What You Owe Me

Front Cover
G.P. Putnam's Sons, 2001 - Fiction - 533 pages
Los Angeles, 1945: When Hosanna Clark, newly arrived from the farm fields of Texas, befriends Holocaust survivor Gilda Rosenstein, she opens the door to a new life for them both. Using Gilda's knowledge of cosmetics and Hosanna's energy and determination, they begin producing a line of lipsticks and lotions for black women. The two are more than partners: They are dear friends.

Then Gilda suddenly disappears, taking all the assets. Hosanna is doubly betrayed: financially ruined and emotionally bereft. When, years later, she passes away, her small cosmetics company dies with her. But Hosanna leaves behind a daughter steeped in her mother's pain: Matriece is as smart and driven as her mother and savvy enough to recognize that white firms are competing not only for black consumer dollars but for black professional talent as well. When Gilda's huge cosmetics conglomerate hires her to launch a line of black beauty products, Matriece takes on a mission to collect her mother's debt.

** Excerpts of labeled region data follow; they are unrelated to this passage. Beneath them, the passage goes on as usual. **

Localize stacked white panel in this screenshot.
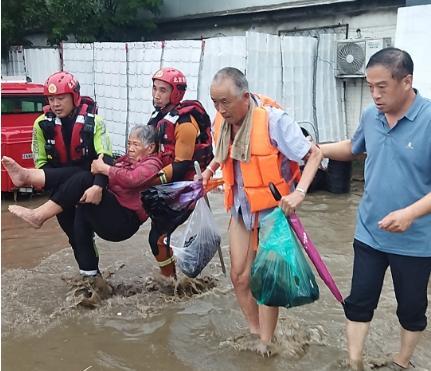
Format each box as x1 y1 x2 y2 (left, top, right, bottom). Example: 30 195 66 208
127 41 162 131
63 43 96 98
162 40 202 99
198 36 246 120
94 43 128 152
281 36 317 129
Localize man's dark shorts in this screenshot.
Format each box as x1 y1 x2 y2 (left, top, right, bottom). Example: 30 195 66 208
344 240 431 331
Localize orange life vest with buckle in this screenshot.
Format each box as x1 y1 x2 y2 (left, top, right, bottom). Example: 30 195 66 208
214 96 300 212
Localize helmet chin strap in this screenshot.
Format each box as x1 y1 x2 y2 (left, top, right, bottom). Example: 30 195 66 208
153 100 174 112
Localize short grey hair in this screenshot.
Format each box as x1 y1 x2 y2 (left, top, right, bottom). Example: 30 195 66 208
212 67 250 95
129 125 157 145
366 47 414 80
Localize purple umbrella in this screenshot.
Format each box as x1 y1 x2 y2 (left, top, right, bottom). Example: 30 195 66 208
269 183 344 304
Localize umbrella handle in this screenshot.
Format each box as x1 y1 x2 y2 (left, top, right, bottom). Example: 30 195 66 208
269 182 281 201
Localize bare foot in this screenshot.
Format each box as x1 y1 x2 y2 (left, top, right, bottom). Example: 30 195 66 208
349 359 364 371
256 341 278 358
8 205 43 229
1 156 30 187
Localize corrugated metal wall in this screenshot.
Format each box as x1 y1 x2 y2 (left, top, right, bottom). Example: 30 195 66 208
2 32 346 151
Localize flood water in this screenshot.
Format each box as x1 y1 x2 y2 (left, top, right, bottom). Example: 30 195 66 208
1 183 431 371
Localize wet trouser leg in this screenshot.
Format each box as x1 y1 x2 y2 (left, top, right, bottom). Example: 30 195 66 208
42 166 84 192
75 190 142 242
50 169 99 275
148 223 176 278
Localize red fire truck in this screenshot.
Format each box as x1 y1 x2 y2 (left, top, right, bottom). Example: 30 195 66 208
1 80 46 196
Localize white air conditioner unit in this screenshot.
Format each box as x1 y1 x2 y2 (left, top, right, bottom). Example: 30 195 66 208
335 38 391 78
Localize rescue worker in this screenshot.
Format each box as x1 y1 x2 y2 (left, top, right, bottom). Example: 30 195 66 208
202 67 321 355
148 67 213 278
32 71 113 290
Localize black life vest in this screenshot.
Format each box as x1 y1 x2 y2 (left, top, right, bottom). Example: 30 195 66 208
39 97 97 166
149 100 214 179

What You Owe Me is a stunning account of the changes we have seen in white attitudes toward blacks, but it is also a sensitive look at what betrayal -- of friendship, of love -- does to us all. Ultimately, it is a moving book about healing. As Emerge magazine acknowledged, "Campbell's writings are a beacon of light, helping assuage the anger by tending our deepest wounds".